There is no guarantee that the parent’s call to File::create will run as the Real User, as the detached threads may have changed the mode between set and create. Additionally, the file may not be removed as the Real user for the same reason, which could cause a Permission Error.

For these kinds of situations, the run_as macro (And the as_effective and as_real wrappers) is required. They utilized a Synchronization Singleton to ensure that only a single thread using these functions can set the user mode at any one time. When the macro finishes, the Singleton is dropped, and another thread can acquire it to change modes. If you don’t need the added overhead of synchronization, such as in single threaded environments, or where you set the mode in the parent before spawning the threads, you can safely use the functions directly.

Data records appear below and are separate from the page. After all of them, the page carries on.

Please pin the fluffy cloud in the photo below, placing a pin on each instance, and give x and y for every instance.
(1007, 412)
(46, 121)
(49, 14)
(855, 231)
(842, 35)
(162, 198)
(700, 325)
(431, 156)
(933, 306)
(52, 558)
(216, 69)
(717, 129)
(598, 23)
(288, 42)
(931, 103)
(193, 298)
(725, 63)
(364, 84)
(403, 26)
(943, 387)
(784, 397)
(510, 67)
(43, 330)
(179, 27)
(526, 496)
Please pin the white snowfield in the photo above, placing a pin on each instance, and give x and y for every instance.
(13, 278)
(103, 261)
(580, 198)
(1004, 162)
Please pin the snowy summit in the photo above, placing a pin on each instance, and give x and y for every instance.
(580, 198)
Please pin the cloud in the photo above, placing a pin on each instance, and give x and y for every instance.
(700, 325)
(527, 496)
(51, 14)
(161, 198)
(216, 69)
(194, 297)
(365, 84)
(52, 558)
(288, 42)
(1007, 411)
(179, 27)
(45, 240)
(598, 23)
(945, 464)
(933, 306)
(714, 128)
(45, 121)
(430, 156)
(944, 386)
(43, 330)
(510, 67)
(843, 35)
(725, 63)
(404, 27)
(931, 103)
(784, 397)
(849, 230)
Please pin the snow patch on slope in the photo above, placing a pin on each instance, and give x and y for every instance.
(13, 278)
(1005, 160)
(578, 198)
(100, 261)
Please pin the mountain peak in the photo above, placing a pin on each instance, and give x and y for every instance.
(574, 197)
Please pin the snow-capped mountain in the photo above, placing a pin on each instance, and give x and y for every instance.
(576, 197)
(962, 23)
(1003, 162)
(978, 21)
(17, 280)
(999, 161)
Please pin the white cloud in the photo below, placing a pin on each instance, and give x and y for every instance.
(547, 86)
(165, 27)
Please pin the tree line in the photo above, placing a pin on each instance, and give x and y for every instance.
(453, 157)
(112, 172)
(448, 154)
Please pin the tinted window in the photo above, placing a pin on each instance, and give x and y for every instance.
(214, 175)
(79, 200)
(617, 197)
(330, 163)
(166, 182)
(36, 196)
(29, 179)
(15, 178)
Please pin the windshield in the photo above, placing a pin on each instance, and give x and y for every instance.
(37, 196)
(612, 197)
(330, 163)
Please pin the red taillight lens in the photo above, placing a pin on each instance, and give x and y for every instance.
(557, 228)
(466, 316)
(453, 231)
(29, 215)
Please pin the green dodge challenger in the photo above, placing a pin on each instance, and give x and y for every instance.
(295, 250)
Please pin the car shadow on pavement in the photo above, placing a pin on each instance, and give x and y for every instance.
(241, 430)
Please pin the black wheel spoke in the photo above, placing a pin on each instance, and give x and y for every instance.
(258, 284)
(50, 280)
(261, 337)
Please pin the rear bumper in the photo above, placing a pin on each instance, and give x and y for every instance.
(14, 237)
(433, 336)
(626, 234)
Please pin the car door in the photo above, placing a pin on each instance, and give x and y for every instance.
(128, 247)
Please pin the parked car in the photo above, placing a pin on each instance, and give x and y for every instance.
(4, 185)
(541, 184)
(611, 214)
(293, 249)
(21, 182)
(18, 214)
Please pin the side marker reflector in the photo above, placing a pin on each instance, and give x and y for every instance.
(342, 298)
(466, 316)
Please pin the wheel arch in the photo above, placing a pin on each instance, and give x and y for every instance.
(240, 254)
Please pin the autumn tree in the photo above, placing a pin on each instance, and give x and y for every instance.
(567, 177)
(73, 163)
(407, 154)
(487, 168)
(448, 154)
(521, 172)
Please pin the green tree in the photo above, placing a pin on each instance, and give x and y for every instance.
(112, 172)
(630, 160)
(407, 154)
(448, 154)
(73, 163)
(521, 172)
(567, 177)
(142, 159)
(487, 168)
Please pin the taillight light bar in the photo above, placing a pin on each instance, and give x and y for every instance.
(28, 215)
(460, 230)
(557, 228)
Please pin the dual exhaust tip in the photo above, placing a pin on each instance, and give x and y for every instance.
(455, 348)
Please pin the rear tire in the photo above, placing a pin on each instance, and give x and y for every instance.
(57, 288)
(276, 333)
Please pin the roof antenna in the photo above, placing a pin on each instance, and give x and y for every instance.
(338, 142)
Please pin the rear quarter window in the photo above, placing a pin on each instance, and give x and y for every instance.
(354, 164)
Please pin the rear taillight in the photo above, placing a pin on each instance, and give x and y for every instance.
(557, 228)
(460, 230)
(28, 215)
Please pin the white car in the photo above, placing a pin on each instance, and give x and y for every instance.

A safe implementation of the above the example would be:

fn worker(name: &str) {
	let _ = user::as_effective!({
		std::fs::File::create(format!("/tmp/{name}"));
		std::fs::remove_file(format!("/tmp/{name}"));
	});
}

for name in ["t1", "t2", "t3"] {
	std::thread::spawn(|| worker(name));
}

user::as_real!({
	std::fs::File::create("/tmp/parent");
	std::fs::remove_file("/tmp/parent");
});

Macros§

as_effective
Run the block/expression as the Effective User. This is thread safe.
as_real
Run the block/expression as the Real User. This is thread safe.
run_as
This is a thread-safe wrapper that sets the mode, runs the closure/expression, then returns to the mode before the call. You can use this in multi-threaded environments, and it is guaranteed the content of the closure/expression will be run under the requested Mode.

Structs§

Error
An error when trying to change UID/GID.

Enums§

Mode
A SetUID mode.

Statics§

GROUP
The Real, Effective, and Saved GID of the application.
SETUID
Whether the system is actually running under SetUid. If false, all functions here are no-ops.
USER
The Real, Effective, and Saved UID of the application.

Functions§

current
Get the current user mode Note that this is not thread-safe, and your program can suffer from TOC-TOU problems if you assume this value will remain the same when you actually need to perform a privileged operation in a multi-threaded environment.
drop
Destructively change mode, preventing the process from returning. This function will set Real, Effective, and Saved values to the desired Mode. This prevents the process from changing their mode
obtain_lock
restore
Restore a saved Uid/Gid combination This function fails if the syscall does.
revert
Revert the Mode to the original. This function returns to the values of USER and GROUP. This function can fail if the underlying syscall does.
set
Set the Mode. This function can never be misused to lock out the process from returning to the original, or any other mode. This function returns an error if the mode could not be changed. Otherwise, it returns the old mode for use in restore().